Thank God I opted for the hotel room with executive lounge access. With the exception of one lunch, I ate all my meals at the exec lounge in the Westin Chosun. Scrambled eggs with salad for breakfast. Cheese with salad for dinner. All three days and nights. Now that I weigh 70 kilos, I’m two kilos away from my flat stomach, summer weight. I should go back to Seoul for a week!

The gift of kitsch

Filed under: Culture — yk @ 7:01 pm

Two things you might not have known — Japanese LOVE kitsch and the prime minister’s wife has a blog. If you’re wondering what those two have to do with each other, check out the photo of the Barney cushion on it.

You may wonder what that thing is. Please, let me enlighten you.
That, ladies and gentlemen, is what Japan’s First Lady decided to give the wife of the leader of the free world, aka Mrs. Bush, on her first state visit to the White House. Barney is their dog’s name. If it looks hand-made, it’s because it is. She says in her blog that she asked a friend of hers to make it. She also says Mrs. Bush loved it.

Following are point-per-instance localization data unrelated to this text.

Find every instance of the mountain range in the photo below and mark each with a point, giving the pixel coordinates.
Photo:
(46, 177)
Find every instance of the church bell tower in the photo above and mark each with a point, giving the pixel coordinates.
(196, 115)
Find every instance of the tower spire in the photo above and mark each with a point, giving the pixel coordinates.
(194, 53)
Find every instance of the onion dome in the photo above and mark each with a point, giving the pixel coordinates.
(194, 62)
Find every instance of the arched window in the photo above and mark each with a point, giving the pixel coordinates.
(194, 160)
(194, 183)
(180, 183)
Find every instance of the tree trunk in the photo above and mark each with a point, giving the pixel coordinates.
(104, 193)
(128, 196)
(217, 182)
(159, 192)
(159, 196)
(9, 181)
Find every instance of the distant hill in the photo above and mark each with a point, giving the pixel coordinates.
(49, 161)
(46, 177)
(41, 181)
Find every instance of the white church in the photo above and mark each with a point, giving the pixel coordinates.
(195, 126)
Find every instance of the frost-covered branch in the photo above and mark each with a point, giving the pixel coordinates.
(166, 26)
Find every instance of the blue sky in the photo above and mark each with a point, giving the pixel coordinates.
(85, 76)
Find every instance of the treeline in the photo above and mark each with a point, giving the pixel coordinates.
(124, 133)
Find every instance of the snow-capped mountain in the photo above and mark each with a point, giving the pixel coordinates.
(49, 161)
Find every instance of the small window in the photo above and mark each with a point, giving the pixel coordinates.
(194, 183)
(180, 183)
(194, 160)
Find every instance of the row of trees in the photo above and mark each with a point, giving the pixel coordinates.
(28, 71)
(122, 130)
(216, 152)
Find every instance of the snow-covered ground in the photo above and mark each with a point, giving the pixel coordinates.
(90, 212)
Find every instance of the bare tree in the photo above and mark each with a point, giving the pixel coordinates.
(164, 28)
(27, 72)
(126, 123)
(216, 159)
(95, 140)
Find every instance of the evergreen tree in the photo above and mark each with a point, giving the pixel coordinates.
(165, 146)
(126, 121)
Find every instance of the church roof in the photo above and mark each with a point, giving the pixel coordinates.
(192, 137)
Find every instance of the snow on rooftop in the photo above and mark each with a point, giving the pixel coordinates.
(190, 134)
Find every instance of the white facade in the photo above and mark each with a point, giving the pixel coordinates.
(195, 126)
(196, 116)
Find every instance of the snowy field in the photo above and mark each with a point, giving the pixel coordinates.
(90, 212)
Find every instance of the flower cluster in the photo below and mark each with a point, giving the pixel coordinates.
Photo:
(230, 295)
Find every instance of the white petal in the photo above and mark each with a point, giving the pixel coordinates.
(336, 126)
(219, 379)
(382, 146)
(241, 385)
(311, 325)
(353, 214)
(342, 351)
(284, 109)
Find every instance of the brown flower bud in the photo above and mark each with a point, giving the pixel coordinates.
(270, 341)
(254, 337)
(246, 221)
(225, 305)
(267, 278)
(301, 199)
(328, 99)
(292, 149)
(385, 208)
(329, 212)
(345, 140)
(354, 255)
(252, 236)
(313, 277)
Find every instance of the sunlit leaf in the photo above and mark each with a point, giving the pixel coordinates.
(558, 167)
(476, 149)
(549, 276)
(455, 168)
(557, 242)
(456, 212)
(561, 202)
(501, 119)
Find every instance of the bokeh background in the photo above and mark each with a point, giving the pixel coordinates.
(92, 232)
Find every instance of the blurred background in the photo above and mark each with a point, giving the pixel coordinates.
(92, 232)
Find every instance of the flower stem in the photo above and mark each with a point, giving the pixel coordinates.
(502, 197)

I, for one, would love to know what she really thought. Okay, I admit that I give people hand-knit sweaters as baby gifts (fyi: I’m a good knitter so it’s none of that lopsided stuff). And, maybe, just maybe, I would consider giving one to a muckety muck, who has everything in the world that I could afford. But a cushion???
It’s not even big enough for the dog!

Please let me know if anyone has seen this dumped in the garbage somewhere. Or would they burn something like this to make sure no one will find out and it doesn’t turn into an international incident?

Closed

Filed under: From the Media — yk @ 10:51 pm

If you walk around Tokyo these days, you’ll find that a lot of the kiosks (newsstands) at JR stations are closed.
You may think it must be a holiday or something, but no. I was watching the news one evening when I found out why. Japan Railways went a little bit overboard with its restructuring and discovered too late that it fired, I mean downsized, too many of the part-time workers, who man the stalls. One in three stalls are closed, as a result, which means Japanese commuters won’t be able to readily buy their drinks, candy, and “sports newspapers” aka dirty magazines. I’m trying to think of something clever to say about this situation, but I really can’t. Sometimes, the news speaks for itself.